Santa Monica 13
- Founded: 1920s
- Founding location: Santa Monica, California, United States
- Years active: 1920s–present
- Territory: Pico District, Santa Monica
- Ethnicity: Mexican American
- Activities: Murder, drug trafficking, extortion, assault, auto theft, robbery
- Allies: Mexican Mafia Sureños Venice 13 (after the truce)
- Rivals: 18th Street gang Culver City Boys Venice 13 Venice Shoreline Crips Grave Yard Gangster Crips Sotel 13

= Santa Monica 13 =

Mexican-American street gang

Santa Monica 13 or SMG is a Mexican-American street gang located in Santa Monica, California, United States. They reside mainly in the Pico neighborhood. Even though Santa Monica 13 is a Sureño gang, they wear their traditional black bandanas. The acronym SM17 refers to Santa Monica 17th Street, which is the gang's primary subset or "clique". They write up "SMG" or "Santa Monica Gang" to show solidarity.

== History ==
The Santa Monica Gang was the first gang to originate on the Westside of Los Angeles in the late 1920s, formerly known as the Santa Monica Tomato Patch Gang. They had given birth to all the surrounding gangs in the area.
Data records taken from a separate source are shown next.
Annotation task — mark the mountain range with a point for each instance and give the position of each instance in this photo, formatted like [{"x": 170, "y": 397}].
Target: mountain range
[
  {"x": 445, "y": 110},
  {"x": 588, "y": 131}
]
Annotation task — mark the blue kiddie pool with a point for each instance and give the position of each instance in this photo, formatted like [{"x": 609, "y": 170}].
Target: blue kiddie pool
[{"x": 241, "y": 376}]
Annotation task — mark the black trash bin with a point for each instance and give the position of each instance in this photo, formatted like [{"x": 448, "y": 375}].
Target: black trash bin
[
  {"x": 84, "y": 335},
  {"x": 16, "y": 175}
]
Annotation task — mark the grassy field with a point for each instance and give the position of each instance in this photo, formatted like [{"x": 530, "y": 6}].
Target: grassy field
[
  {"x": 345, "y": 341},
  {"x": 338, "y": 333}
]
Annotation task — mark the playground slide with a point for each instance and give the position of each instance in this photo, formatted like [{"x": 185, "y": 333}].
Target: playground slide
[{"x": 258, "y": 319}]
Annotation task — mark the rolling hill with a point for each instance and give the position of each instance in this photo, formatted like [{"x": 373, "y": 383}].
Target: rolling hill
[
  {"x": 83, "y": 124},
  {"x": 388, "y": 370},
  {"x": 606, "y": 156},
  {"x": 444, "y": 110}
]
The gang simply became known as Santa Monica 13 and, since the creation of the Mexican Mafia in the 1950s, have been known for their violent ways.

== Cliques ==
The only active clique remaining in the 17th Street gang are the "Pee Wee Locos", and the only active remaining clique of Santa Monica 13 are the "Little Locos". Other cliques have come and gone over time, including the 11th Street Chavos, 17th Street Tiny Locos, 17th Street Locas, 20th Streeters, 21st. Deadend Winos, Midget Locos and the Crickets.

== Graffiti ==
The gang's graffiti includes the symbols "SM" "SMG", "SM13" or "SMX3" and for the 17th Street gang, "SM17" or "SMXVII" plus "SMX7" or "SMXV2st".